The rise in gold at the beginning of last week to a two-month high triggered strong bullish sentiments. Nevertheless, analysts warn investors about the upcoming Federal Reserve meeting, where a decision on the interest rate that affects the U.S. dollar will be made.
The latest weekly gold survey shows that retail investors anticipate a price around $2,000 per ounce, even though the Federal Reserve plans to raise interest rates by another 25 basis points. Market analysts, on the other hand, remain more cautious, although they are generally optimistic.
Sean Lusk, co-director of commercial hedging at Walsh Trading, said he maintains an optimistic outlook on gold since the Federal Reserve cannot fully control inflation pressures, and there are supply problems in the broader commodity markets. He explained that under a hawkish Federal Reserve stance after the rate hike, gold prices might temporarily drop by $50. However, due to existing inflation and supply issues, he believes gold is still a good investment.
According to James Stanley, market strategist from StoneX, ahead of news about the interest rate, gold prices will continue to rise, possibly testing $2,000 and staying above $1,950.

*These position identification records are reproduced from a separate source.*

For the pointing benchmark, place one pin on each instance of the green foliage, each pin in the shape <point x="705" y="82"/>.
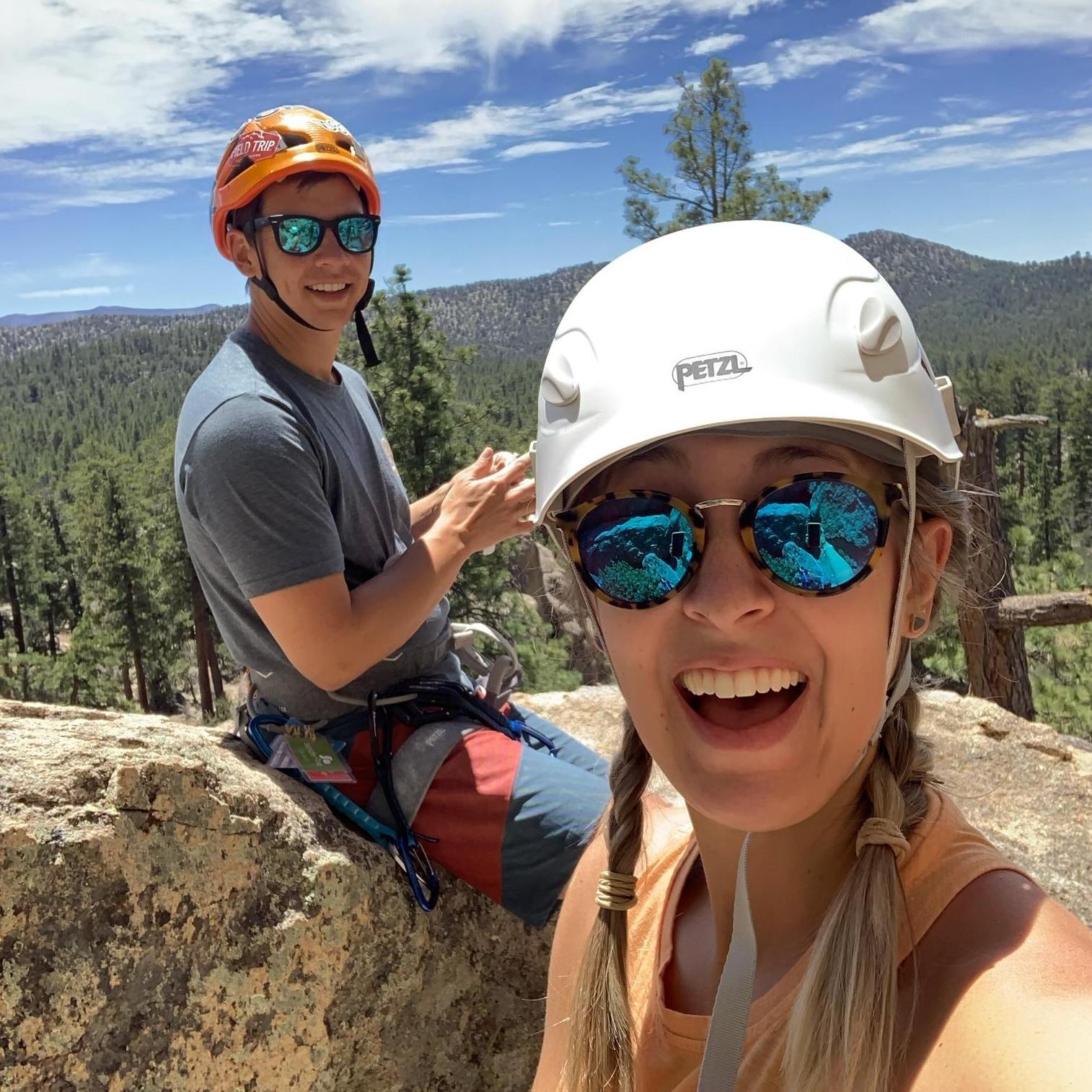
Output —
<point x="714" y="176"/>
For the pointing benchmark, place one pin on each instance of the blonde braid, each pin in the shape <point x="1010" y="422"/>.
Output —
<point x="601" y="1052"/>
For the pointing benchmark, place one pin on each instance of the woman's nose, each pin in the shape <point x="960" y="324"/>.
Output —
<point x="728" y="588"/>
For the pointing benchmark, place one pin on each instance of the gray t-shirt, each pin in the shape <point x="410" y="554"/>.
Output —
<point x="282" y="478"/>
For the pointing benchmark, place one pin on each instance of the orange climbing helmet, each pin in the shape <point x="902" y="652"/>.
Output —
<point x="276" y="146"/>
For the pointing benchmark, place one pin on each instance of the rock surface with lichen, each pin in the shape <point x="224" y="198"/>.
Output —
<point x="174" y="917"/>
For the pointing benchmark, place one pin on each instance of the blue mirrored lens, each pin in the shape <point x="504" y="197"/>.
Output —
<point x="299" y="235"/>
<point x="817" y="535"/>
<point x="357" y="234"/>
<point x="635" y="550"/>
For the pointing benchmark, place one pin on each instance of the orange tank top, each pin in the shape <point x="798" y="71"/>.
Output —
<point x="946" y="854"/>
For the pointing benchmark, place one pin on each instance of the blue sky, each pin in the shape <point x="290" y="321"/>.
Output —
<point x="496" y="126"/>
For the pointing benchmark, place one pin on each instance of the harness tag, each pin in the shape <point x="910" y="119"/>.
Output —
<point x="316" y="759"/>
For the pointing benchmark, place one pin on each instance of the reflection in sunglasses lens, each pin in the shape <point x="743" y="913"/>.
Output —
<point x="817" y="535"/>
<point x="635" y="550"/>
<point x="299" y="235"/>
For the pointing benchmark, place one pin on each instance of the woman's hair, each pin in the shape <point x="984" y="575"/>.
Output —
<point x="841" y="1030"/>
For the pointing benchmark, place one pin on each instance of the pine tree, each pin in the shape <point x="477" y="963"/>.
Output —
<point x="105" y="520"/>
<point x="711" y="144"/>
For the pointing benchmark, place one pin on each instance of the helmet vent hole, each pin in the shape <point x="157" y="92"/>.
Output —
<point x="242" y="165"/>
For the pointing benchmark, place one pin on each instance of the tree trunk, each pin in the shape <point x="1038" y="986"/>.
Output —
<point x="996" y="659"/>
<point x="9" y="568"/>
<point x="74" y="590"/>
<point x="201" y="643"/>
<point x="218" y="679"/>
<point x="134" y="642"/>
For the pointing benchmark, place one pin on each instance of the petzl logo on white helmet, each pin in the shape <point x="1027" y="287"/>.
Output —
<point x="696" y="371"/>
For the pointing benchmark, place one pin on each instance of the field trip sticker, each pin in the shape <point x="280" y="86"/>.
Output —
<point x="254" y="146"/>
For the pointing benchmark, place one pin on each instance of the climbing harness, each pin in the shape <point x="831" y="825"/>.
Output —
<point x="440" y="712"/>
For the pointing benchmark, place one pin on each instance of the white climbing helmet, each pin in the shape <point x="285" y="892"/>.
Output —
<point x="734" y="323"/>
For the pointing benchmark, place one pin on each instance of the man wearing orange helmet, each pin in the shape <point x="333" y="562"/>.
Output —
<point x="325" y="581"/>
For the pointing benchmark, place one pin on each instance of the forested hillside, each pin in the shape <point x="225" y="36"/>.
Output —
<point x="89" y="555"/>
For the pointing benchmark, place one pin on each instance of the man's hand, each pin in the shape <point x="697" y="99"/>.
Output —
<point x="488" y="501"/>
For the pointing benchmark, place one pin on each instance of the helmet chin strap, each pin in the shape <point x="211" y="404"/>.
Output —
<point x="267" y="285"/>
<point x="898" y="667"/>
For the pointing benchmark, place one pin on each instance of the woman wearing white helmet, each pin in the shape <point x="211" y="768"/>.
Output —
<point x="752" y="467"/>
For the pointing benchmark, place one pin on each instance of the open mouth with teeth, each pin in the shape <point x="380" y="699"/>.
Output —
<point x="741" y="699"/>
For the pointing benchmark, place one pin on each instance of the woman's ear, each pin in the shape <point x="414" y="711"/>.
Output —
<point x="928" y="560"/>
<point x="242" y="254"/>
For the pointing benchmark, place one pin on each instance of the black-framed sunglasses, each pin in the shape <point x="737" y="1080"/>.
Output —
<point x="303" y="235"/>
<point x="813" y="534"/>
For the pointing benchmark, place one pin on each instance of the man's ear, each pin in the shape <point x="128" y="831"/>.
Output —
<point x="932" y="548"/>
<point x="242" y="254"/>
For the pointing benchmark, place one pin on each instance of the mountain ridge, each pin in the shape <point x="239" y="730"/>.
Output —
<point x="48" y="318"/>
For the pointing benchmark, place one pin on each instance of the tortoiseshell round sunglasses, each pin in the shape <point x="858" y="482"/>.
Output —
<point x="813" y="534"/>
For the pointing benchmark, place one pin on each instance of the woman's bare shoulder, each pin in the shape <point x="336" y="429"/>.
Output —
<point x="662" y="824"/>
<point x="1006" y="992"/>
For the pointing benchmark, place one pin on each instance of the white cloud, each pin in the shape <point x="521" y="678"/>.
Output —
<point x="863" y="125"/>
<point x="442" y="218"/>
<point x="715" y="44"/>
<point x="1015" y="138"/>
<point x="969" y="224"/>
<point x="544" y="146"/>
<point x="142" y="82"/>
<point x="454" y="142"/>
<point x="159" y="95"/>
<point x="471" y="168"/>
<point x="100" y="289"/>
<point x="91" y="198"/>
<point x="92" y="267"/>
<point x="461" y="31"/>
<point x="868" y="84"/>
<point x="923" y="27"/>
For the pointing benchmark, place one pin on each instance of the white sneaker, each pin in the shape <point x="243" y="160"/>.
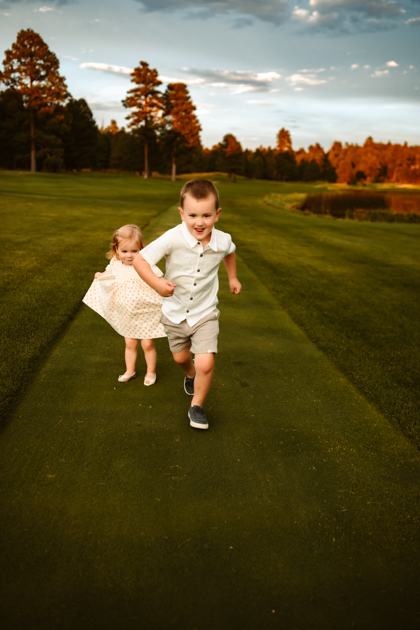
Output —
<point x="149" y="379"/>
<point x="124" y="378"/>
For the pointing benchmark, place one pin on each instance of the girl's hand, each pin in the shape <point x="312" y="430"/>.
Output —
<point x="166" y="288"/>
<point x="235" y="286"/>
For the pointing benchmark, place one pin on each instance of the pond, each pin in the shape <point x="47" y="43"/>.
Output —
<point x="366" y="205"/>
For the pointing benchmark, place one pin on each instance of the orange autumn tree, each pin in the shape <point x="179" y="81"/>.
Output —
<point x="146" y="101"/>
<point x="284" y="141"/>
<point x="234" y="158"/>
<point x="182" y="128"/>
<point x="31" y="69"/>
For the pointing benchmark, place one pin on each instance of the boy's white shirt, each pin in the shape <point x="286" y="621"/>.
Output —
<point x="192" y="269"/>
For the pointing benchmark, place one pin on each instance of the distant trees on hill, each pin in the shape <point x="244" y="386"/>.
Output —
<point x="43" y="128"/>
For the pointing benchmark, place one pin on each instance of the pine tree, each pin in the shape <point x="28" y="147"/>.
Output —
<point x="31" y="69"/>
<point x="182" y="128"/>
<point x="147" y="104"/>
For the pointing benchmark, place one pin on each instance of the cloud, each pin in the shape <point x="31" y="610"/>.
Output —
<point x="274" y="11"/>
<point x="236" y="81"/>
<point x="379" y="73"/>
<point x="105" y="67"/>
<point x="349" y="16"/>
<point x="299" y="80"/>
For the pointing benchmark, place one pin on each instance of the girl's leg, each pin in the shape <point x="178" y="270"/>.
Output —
<point x="130" y="354"/>
<point x="150" y="355"/>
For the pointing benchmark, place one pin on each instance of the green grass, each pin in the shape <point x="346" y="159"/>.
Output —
<point x="56" y="230"/>
<point x="298" y="508"/>
<point x="353" y="287"/>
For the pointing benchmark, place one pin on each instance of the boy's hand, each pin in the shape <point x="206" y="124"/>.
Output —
<point x="235" y="286"/>
<point x="166" y="288"/>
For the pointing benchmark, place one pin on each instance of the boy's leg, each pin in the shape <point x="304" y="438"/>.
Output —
<point x="184" y="360"/>
<point x="204" y="370"/>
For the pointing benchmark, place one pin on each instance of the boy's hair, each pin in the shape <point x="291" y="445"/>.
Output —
<point x="200" y="189"/>
<point x="126" y="233"/>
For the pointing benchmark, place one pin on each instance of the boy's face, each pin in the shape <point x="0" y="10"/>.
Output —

Last week, 19 analysts from Wall Street participated in the gold survey. In a tie vote, 42% or eight votes each were bullish and neutral, while three analysts, constituting 16%, had bearish views.
In online polls, 369 votes were cast. Among them, 60% (221 votes) were in favor of price growth, 26% (95 votes) believed the price would drop, and 14% (53 votes) remained neutral.
According to the latest survey, retail investors expect gold to retest the resistance at $1,980 per ounce by the end of the week and conclude the current week at $1,965.80.
The monetary policy meeting scheduled for Wednesday represents the most significant event risk of the current week, as the markets are almost fully pricing in an interest rate increase. There is a high likelihood that the rate hike and a hawkish tone will support the U.S. dollar, consequently putting pressure on gold.